Itanglish: Italian Food in English

There are many things I love about living in Italy. The food is one. Here you are in good hands of the mamas behind the furnace. They might have a few emancipated papas also... ha!

Restaurants plenty. And the average quality is way up there. Even from the down-to-earth “family restaurants around the corner”. Plus living right at the sea, gives plenty of sea food offerings too. I was raised at the Belgian coast, as you might know, so I never say “no” to fresh fish.

The Italian way of cooking is straightforward. Nothing fancy. Concentrated on the food, not the presentation (unlike French food). However, the Italian servings are a bit complicated… They strictly separate certain dishes, we (the other members of the world) would normally see as part of a main course, into different courses. Antipasti (the appetizer), Primo (typically the pasta), Secondo (the meat or fish main course).. Easy once you get used to it.

The main challenge for foreigners, however, remains the language barrier. Not many visitors to this country speak Italian. So often I see people choose blindly. Hoping they will not be served bull testicles on vinegar or seasoned intestines. In addition the average Italian speaks little or no other languages. No lack of trying. Even though the effort sometimes leads to more confusion, in this land which thrives on (trying to be politically correct here!) utter confusion and comic anarchy.

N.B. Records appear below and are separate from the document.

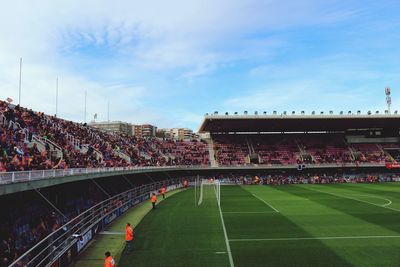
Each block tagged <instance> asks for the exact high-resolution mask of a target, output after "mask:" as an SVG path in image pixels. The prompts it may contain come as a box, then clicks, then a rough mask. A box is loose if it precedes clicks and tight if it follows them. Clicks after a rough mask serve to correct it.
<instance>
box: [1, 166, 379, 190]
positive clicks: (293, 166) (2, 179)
mask: <svg viewBox="0 0 400 267" xmlns="http://www.w3.org/2000/svg"><path fill="white" fill-rule="evenodd" d="M304 165H305V166H306V168H318V169H322V168H339V167H385V164H384V163H359V164H355V163H346V164H304ZM297 166H298V164H292V165H262V164H259V165H219V166H209V165H207V166H205V165H180V166H159V167H155V166H148V167H114V168H73V169H66V170H64V169H52V170H37V171H20V172H0V185H1V184H10V183H16V182H26V181H33V180H41V179H50V178H56V177H65V176H76V175H87V174H96V173H97V174H104V173H109V174H110V175H112V174H114V173H115V174H119V173H120V172H132V171H137V172H140V171H146V170H148V171H157V170H169V169H173V170H179V169H196V170H197V169H205V170H207V169H218V168H232V169H241V168H244V169H288V168H297Z"/></svg>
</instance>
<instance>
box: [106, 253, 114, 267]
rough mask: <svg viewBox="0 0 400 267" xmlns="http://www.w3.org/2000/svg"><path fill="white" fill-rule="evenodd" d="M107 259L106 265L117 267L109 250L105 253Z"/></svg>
mask: <svg viewBox="0 0 400 267" xmlns="http://www.w3.org/2000/svg"><path fill="white" fill-rule="evenodd" d="M104 255H105V256H106V259H105V260H104V267H115V261H114V259H113V258H112V257H111V253H110V252H109V251H107V252H106V253H105V254H104Z"/></svg>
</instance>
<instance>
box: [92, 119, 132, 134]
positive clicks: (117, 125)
mask: <svg viewBox="0 0 400 267" xmlns="http://www.w3.org/2000/svg"><path fill="white" fill-rule="evenodd" d="M89 125H90V126H92V127H94V128H97V129H100V130H103V131H107V132H119V133H124V134H128V135H132V127H131V124H129V123H127V122H122V121H110V122H107V121H104V122H91V123H89Z"/></svg>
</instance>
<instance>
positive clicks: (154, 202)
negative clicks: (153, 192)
mask: <svg viewBox="0 0 400 267" xmlns="http://www.w3.org/2000/svg"><path fill="white" fill-rule="evenodd" d="M156 202H157V196H156V193H153V195H152V196H151V204H152V205H153V210H154V209H156Z"/></svg>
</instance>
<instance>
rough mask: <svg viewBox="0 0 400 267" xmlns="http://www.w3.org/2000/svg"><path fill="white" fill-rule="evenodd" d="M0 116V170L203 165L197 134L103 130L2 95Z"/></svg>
mask: <svg viewBox="0 0 400 267" xmlns="http://www.w3.org/2000/svg"><path fill="white" fill-rule="evenodd" d="M0 117H1V121H0V127H1V128H0V140H1V163H0V172H3V171H24V170H38V169H40V170H45V169H56V168H63V169H67V168H96V167H127V166H174V165H209V153H208V146H207V144H206V143H205V142H204V141H201V140H190V141H175V140H163V139H157V138H149V139H145V138H136V137H134V136H128V135H125V134H122V133H109V132H105V131H101V130H98V129H95V128H92V127H90V126H88V125H86V124H80V123H75V122H71V121H67V120H63V119H59V118H57V117H55V116H49V115H46V114H44V113H41V112H35V111H32V110H28V109H25V108H22V107H20V106H18V105H17V106H15V105H11V104H8V103H6V102H3V101H0ZM11 122H12V123H11ZM26 135H28V136H26ZM35 136H37V137H40V138H41V140H42V141H43V147H42V148H39V147H38V146H37V145H36V143H35V142H32V137H35ZM49 144H51V145H49ZM54 151H56V152H57V151H58V152H59V153H53V152H54Z"/></svg>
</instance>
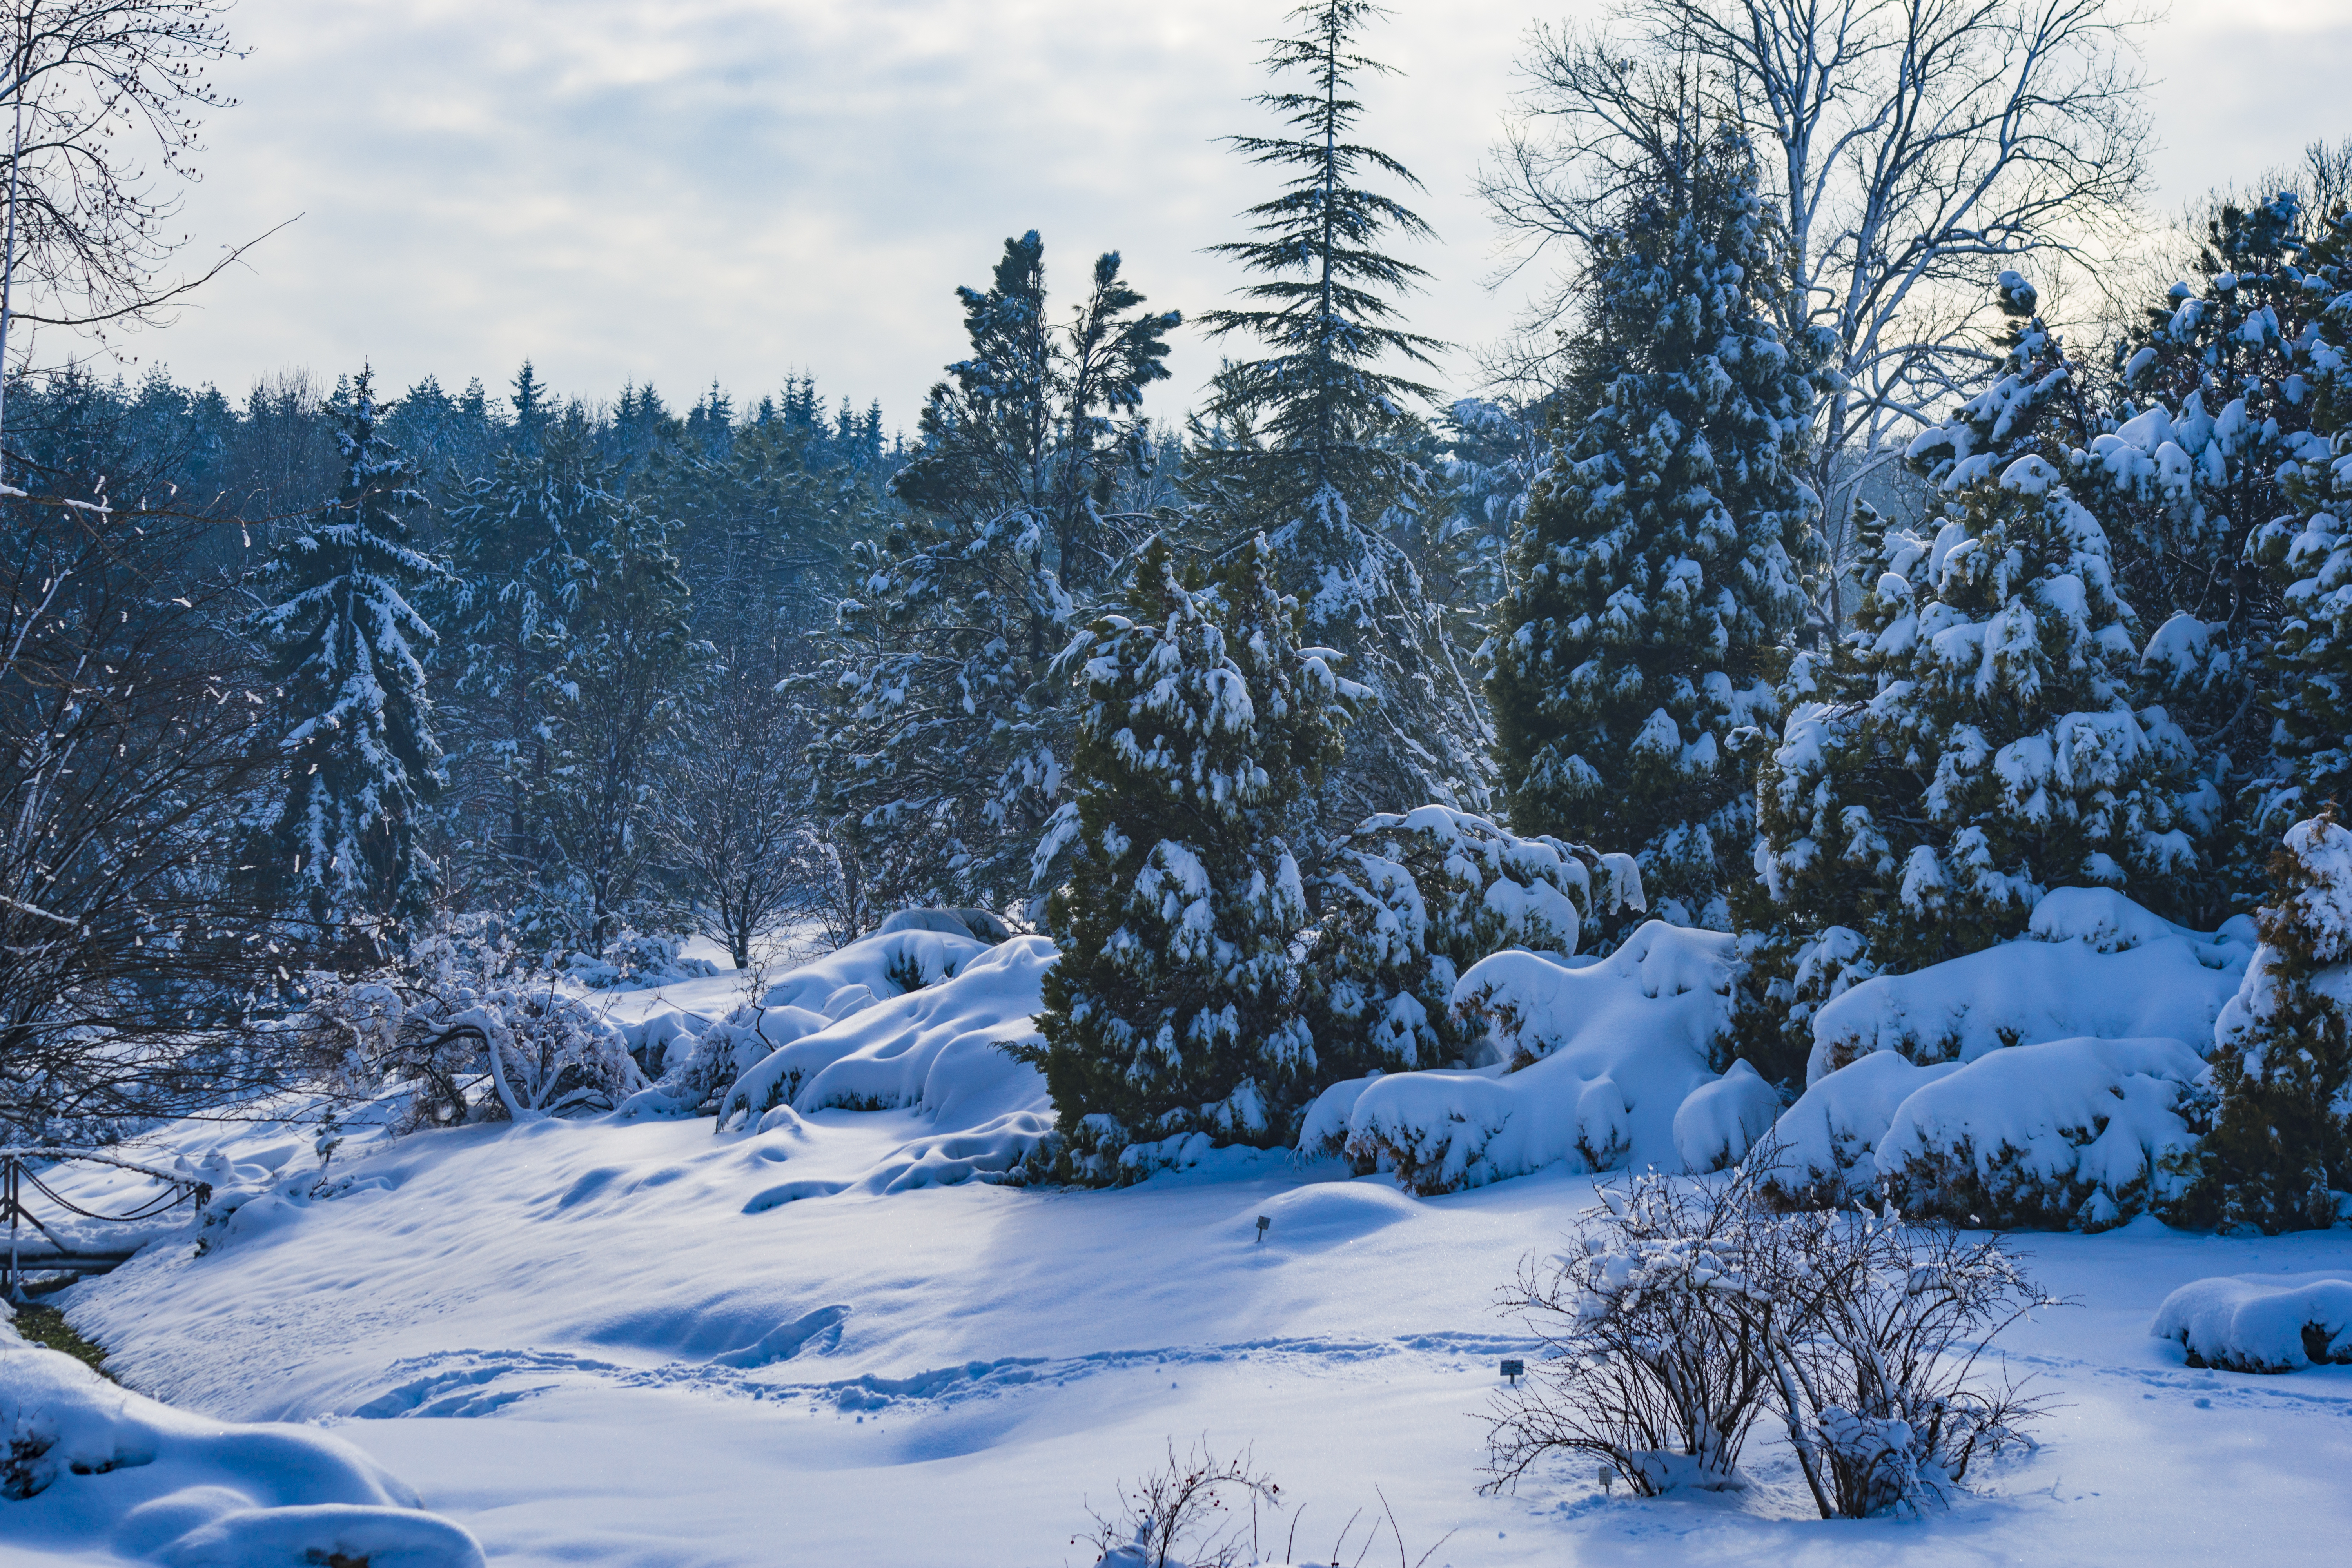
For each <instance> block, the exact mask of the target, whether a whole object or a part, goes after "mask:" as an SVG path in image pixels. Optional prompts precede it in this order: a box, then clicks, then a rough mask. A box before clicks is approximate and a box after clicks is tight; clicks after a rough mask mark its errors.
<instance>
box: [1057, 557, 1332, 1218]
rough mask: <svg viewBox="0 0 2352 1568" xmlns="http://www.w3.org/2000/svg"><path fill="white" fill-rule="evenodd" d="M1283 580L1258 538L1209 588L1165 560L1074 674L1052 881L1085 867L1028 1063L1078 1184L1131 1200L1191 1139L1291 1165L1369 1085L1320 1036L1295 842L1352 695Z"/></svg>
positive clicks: (1304, 903) (1160, 560)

That also goes for the food and the restaurants. They try. But the more they try, the more confusion it often creates (sounds like their politics).
The other night, one of the owners from a restaurant we regularly go to, proudly presented an English and German version of his menu.. I think he might have use the Internet for the translation... Some excerpts:

The voices marked by asterisk could be frozen if the sea doesn’t allow the coolness.”
And: “The chef is to illustrate and to propose the consequential alternatives from the fished fresh.”.
Or: “The fish from the navies tirreniche of Anzio and Brings Saint Stephen, and from the navy of Mazaro of the Go him/it.” Eh.. Sounds pretty good, no?

But that was just the introduction. Then come the dishes (again, all from real life examples):

  • “Croccantini of it gleans” (Croccantini di spigola) Would it be radioactive?
  • “Hypocrites of sea” (Tartufi di mare) – Must be Shakespearean
  • “Carpaccio of it gleans raw” (Carpaccio di spigola crudo) – More radioactivity.
  • Of course “Paccheri con gallinella e pachino” translates into “Paccheri with gallinella and pachino”. Clearly!
  • “Taglioni with porky mushrooms” (Tagliolini fungi porcini) – only for pork lovers.
  • “Half sleeves to the granchione” (Mezze maniche al granchione) – I hope it was a clean shirt!
  • “Scorfano in the crazy water” (Scorfano all’acqua pazza) – Must be with vodka
  • The Germans get a hard time too: “Funghi porcini” translates in German to “Porcini schiebt wie Pilze aua dem Bodem” (something like “Porcini dug like mushrooms out of the earth”). And “Pinzimonio” is clearly “Rohe Gemuese mit kurzem Bad auf der Seite” (in English, this is as much as "Raw vegetables with a short bath on the side").
  • Luckily Ovoline is just “Ovoline”. - That is clear.
  • Sometimes the portions must be huge. Like the “Fig trees of Indian” (Fichi d’India)
  • And others are unintentionally poetic “Twisted to the Kiss with peanuts” (Torta al bacio) or “Twisted to the fruits of wood” (Torta ai frutti di bosco)
  • Sometimes it does not sound too kosher: “Fried dor-mouse” according to the German translation, these must be mice: “Gebratene Hasel Mause” (Moscardini fritti).

Well, what can I say? At least they try. And that is more than other nationalities would do! I am sure this menu must attract tourists too. Who want to have a laugh while they eat!